After enduring a childhood filled with bullying because of her odd skin pigmentation, Winnie Harlow pushed through all the hate comments and pursued her career in modelling regardless of all the discouragment thrown at her.
Now after years of breaking barriers, she has appeared on runways and in ads for dozens of brands, served as a judge on Making the Cut, launched her own beauty line, Cay Skin, and collaborated with Puma on a collection of sportswear.
A few years ago, after a lifetime in rented apartments, Harlow was ready to find a more permanent place to call home. Having relocated to Los Angeles for more space during the pandemic, and with her lease in New York City about to end, she thought, Why not just stay? “Me being a Caribbean girl, I wanted hot weather, sunshine, and a really beautiful pool,” she says. House hunting soon became Harlow’s main quarantine hobby, and by the end of the year she closed on an expansive newly built five-bedroom property which sat a very huge expanse on land.
Looking for someone to help her beautify her home, Harlow turned to the pages of Architectural Digest. “I started looking to see who was working on the houses that I’m obsessed with, and that’s Martyn,” she says of AD100 designer Martyn Lawrence Bullard. “He came to the house, told me what he loved—and what he hated—and I could just tell that we were going to click.”
The model and designer both describe their immediate rapport as “love at first sight,” and so began a nine-month process of transformation. “Because I felt such a strong connection with her, I wanted to do it,” Bullard recalls. “I wanted to make it a special place.”
When she worked with other designers in the past, Harlow admits, they weren’t always aligned. “I feel like a lot of people would misunderstand my sense of glamour,” she says. “My house should have a calm energy, but I want a sense of glamour as well.” With that in mind, Bullard set out to create a space fully customized to the model’s lifestyle that looked sexy but also felt like a sanctuary.
Harlow mentioned that although she wants all the glamour she also wants her house to feel like a home where her friends and family could come to and feel comfortable.
Harlow luxury home maintained a white, neutral base as per Bullard recommendations, layering soft colors, alluring materials, and soothing textures on top. The kitchen contains some black accents that add drama, celestial ceiling lights punctuate rooms, and sculptural furniture in luxe fabrics invites lounging.
Stepping into Harlow’s bedroom is like walking into a cloud. Marble tables, boucleÌ-clad chairs and footstools, a Turkish faux-fur rug, and a velvet-upholstered bed set the scene for this 1930s Hollywood-inspired oasis. “A bedroom should be a space that you get to star in yourself,” Bullard asserts. “So these are the props to allow Winnie to do that.”
Throughout the house, Bullard and Harlow embraced a mix of vintage statement pieces—a pair of brass palm-leaf floor lamps by Tommaso Barbi from the 1970s stand in the living room—alongside items from CB2, Soho Home, and The Shade Store.
The house also features a beautiful powder room which is covered in a custom wallpaper made out of Harlow’s test sheets for Zac Posen’s spring 2020 campaign.

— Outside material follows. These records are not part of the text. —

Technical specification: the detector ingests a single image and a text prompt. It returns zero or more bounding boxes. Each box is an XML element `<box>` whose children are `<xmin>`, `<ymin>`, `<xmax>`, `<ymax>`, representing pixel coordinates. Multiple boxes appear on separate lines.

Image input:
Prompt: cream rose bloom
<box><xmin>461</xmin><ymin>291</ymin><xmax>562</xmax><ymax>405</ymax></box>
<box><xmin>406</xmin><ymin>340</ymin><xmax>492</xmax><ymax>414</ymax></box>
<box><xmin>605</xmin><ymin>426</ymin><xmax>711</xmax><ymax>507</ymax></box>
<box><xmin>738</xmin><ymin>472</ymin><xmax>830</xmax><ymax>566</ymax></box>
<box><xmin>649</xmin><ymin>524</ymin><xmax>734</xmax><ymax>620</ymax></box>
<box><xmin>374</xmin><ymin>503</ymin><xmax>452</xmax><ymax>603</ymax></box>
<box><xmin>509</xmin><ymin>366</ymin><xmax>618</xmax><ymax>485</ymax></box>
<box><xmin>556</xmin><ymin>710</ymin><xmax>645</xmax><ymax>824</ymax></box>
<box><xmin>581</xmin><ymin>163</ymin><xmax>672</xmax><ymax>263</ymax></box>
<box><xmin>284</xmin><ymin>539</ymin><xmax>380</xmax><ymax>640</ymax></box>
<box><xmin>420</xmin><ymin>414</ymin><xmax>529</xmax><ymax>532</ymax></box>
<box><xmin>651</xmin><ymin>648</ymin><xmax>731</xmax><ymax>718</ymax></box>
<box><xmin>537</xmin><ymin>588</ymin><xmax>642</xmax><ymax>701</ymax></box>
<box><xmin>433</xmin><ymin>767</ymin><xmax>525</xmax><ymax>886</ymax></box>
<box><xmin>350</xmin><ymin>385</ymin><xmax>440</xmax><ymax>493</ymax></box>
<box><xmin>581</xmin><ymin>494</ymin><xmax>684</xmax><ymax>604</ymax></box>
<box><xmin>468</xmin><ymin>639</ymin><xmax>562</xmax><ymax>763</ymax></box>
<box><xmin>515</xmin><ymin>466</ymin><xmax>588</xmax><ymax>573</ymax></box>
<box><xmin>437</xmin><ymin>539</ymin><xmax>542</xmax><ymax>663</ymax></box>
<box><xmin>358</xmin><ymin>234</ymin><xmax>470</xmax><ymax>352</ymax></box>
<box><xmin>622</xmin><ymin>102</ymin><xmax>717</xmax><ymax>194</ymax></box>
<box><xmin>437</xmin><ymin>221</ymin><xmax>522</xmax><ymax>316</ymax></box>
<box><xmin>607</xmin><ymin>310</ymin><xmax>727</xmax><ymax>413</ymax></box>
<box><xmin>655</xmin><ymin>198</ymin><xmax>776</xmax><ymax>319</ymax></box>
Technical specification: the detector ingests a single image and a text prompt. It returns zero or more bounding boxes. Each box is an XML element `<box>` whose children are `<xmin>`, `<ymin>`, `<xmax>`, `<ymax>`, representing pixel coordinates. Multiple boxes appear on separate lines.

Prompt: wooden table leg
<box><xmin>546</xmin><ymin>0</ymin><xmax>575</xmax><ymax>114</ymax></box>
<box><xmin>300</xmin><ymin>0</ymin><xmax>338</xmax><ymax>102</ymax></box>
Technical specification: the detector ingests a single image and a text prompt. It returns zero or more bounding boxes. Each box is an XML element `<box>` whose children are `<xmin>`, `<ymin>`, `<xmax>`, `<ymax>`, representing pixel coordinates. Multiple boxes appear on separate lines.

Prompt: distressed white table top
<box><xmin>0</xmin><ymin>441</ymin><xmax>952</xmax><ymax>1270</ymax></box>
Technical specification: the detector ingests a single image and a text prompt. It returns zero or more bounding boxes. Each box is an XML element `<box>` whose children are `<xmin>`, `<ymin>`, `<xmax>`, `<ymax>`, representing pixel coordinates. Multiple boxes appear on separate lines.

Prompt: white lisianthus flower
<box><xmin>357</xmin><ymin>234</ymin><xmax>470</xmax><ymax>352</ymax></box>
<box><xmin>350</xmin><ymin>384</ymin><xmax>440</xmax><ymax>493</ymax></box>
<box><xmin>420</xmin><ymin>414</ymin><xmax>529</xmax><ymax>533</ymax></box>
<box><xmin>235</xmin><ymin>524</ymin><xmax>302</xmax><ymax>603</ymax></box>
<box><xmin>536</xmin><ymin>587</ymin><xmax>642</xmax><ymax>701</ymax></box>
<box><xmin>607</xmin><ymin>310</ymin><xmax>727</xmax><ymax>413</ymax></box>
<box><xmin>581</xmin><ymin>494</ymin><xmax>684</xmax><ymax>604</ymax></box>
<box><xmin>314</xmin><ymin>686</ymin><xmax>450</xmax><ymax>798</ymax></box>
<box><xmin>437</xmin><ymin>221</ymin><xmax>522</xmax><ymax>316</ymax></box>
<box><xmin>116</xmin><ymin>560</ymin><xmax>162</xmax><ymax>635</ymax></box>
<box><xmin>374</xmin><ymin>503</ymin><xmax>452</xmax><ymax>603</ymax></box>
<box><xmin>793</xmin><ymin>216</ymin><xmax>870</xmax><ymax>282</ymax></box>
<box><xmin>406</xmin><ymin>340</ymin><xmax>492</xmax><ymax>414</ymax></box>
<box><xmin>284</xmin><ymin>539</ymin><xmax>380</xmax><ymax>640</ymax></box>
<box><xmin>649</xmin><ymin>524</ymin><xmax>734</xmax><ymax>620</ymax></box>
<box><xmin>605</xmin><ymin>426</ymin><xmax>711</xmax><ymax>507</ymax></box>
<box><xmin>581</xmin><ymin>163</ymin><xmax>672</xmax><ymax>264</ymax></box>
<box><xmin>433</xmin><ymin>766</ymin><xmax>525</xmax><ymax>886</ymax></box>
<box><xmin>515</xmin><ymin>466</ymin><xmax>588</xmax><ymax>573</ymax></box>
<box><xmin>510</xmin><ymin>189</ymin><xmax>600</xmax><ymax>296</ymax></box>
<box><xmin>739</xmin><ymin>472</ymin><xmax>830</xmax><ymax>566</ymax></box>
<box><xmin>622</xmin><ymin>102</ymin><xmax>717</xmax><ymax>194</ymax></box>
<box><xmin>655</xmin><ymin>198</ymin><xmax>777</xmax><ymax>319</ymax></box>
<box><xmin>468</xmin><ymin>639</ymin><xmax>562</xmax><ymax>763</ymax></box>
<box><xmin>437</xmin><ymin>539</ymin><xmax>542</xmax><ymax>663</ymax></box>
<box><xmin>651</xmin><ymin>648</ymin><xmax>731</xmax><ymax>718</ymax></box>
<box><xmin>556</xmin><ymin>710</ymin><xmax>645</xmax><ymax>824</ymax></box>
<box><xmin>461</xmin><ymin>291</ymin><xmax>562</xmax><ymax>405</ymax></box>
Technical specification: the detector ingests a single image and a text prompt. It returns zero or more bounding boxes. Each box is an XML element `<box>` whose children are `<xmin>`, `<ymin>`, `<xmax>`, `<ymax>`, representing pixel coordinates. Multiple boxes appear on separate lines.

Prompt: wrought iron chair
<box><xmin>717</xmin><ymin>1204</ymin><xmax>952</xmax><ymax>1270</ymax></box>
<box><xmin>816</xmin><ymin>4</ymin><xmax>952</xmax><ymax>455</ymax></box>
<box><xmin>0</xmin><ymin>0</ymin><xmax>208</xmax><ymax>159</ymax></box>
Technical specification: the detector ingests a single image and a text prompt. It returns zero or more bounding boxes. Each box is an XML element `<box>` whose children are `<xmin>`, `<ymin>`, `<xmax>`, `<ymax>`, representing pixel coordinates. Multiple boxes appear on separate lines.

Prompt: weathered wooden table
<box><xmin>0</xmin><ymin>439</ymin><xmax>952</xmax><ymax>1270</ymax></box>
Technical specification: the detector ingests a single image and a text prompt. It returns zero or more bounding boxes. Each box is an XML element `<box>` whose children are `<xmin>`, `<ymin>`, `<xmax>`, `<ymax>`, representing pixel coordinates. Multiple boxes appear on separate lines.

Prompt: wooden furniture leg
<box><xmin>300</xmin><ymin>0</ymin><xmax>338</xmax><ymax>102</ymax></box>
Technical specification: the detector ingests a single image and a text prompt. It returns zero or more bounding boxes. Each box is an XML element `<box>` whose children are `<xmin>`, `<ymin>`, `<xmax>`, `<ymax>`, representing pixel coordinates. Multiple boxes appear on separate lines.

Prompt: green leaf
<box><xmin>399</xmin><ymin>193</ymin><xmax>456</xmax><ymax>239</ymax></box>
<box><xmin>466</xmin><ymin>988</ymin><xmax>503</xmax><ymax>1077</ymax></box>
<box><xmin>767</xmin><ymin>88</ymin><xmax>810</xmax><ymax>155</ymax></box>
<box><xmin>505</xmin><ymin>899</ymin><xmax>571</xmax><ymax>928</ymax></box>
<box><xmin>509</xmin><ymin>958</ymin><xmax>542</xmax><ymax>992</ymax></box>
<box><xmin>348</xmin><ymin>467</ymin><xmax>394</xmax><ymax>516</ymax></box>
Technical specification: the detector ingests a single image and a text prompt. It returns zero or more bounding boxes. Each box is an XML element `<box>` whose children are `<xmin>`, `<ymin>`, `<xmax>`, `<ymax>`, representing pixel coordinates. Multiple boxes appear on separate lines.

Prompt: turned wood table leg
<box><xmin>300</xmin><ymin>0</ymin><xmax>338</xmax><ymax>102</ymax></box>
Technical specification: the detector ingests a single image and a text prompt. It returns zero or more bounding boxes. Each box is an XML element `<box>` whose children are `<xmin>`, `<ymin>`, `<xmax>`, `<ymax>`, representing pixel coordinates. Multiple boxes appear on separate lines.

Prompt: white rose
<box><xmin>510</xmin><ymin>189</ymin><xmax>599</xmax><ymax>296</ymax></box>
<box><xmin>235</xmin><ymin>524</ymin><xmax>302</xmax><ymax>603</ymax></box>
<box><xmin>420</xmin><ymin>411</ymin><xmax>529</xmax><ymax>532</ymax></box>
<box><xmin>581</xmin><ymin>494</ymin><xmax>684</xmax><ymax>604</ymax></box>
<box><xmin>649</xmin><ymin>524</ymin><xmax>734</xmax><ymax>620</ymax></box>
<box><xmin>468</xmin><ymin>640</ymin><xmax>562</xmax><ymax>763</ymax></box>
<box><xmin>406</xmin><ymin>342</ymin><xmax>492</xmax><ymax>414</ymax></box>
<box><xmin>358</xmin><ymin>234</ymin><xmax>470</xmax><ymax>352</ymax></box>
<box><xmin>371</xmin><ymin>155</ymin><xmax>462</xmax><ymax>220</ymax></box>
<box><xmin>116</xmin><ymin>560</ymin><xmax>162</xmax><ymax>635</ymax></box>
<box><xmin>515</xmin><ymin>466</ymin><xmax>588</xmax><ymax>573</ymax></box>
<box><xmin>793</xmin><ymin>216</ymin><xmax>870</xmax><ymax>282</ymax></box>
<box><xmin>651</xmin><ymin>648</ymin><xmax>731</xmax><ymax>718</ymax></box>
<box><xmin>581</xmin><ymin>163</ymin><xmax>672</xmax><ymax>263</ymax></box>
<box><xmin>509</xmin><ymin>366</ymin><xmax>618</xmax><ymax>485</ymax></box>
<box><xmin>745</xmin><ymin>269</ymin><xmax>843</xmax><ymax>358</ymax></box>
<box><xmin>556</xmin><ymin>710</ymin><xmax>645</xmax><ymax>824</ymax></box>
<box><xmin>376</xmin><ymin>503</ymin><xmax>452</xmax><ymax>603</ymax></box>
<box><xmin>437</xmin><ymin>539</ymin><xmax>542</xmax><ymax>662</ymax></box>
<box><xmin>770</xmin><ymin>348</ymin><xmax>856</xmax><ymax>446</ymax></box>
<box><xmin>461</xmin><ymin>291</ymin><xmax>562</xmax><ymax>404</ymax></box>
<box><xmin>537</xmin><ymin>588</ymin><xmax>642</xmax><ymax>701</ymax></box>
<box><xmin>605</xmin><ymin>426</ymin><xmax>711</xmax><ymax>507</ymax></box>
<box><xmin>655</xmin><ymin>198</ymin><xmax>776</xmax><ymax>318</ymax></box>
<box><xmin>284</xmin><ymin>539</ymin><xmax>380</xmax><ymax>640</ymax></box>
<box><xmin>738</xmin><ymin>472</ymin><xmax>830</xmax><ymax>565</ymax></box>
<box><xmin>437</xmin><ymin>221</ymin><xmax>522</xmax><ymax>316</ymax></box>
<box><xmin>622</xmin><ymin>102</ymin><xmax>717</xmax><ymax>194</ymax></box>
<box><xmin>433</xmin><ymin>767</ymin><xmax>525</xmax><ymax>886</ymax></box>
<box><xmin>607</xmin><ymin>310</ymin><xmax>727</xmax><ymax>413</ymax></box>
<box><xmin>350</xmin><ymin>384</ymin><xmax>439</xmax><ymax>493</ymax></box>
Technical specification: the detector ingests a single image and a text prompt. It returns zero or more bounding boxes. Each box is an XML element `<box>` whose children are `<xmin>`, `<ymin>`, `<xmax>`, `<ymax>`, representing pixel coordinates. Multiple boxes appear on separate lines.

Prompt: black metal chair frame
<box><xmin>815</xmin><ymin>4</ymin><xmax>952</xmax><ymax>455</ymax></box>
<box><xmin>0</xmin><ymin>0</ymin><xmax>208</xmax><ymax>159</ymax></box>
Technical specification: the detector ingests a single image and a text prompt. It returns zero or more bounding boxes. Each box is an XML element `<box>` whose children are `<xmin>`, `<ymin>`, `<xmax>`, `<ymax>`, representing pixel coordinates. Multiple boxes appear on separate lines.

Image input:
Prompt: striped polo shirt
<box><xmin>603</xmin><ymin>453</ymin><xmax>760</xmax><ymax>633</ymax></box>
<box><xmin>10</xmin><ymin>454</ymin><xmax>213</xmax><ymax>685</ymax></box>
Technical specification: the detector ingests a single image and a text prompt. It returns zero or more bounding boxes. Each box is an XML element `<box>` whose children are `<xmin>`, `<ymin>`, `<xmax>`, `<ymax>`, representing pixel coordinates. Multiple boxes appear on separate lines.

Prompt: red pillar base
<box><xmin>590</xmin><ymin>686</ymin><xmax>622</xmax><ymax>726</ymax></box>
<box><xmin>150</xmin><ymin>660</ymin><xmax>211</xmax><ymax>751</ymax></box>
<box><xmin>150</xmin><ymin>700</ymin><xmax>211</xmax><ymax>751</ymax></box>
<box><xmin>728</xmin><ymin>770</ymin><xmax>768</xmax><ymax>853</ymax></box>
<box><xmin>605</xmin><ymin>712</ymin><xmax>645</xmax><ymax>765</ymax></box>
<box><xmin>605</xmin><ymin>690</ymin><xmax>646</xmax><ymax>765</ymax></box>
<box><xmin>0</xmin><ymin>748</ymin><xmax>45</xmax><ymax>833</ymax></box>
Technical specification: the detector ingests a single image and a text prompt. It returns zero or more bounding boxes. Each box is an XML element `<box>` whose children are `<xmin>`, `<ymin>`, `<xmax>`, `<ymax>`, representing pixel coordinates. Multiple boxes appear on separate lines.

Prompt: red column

Her beautiful home also had a drawing of Harlow by an admirer, London artist Kelvin Okafor, positioned on the living room mantelpiece. However, to avoid turning the house into a Harlow hall of fame, Bullard added photographs of fashion icons like Beverly Johnson and Grace Jones throughout as an homage to the Black models that came before her.
According to the top model, having her home glamorized and filled with pictures of herself and big names, is not just a way to show off her wealth but a way to give herself a pat on the back for how far she has come from all the struggles she faced as a young girl.
Like I said earlier, if anyone truly deserves living in the dream home they always envisioned for themselves, its Winnie Harlow. A strong, beautiful, African model.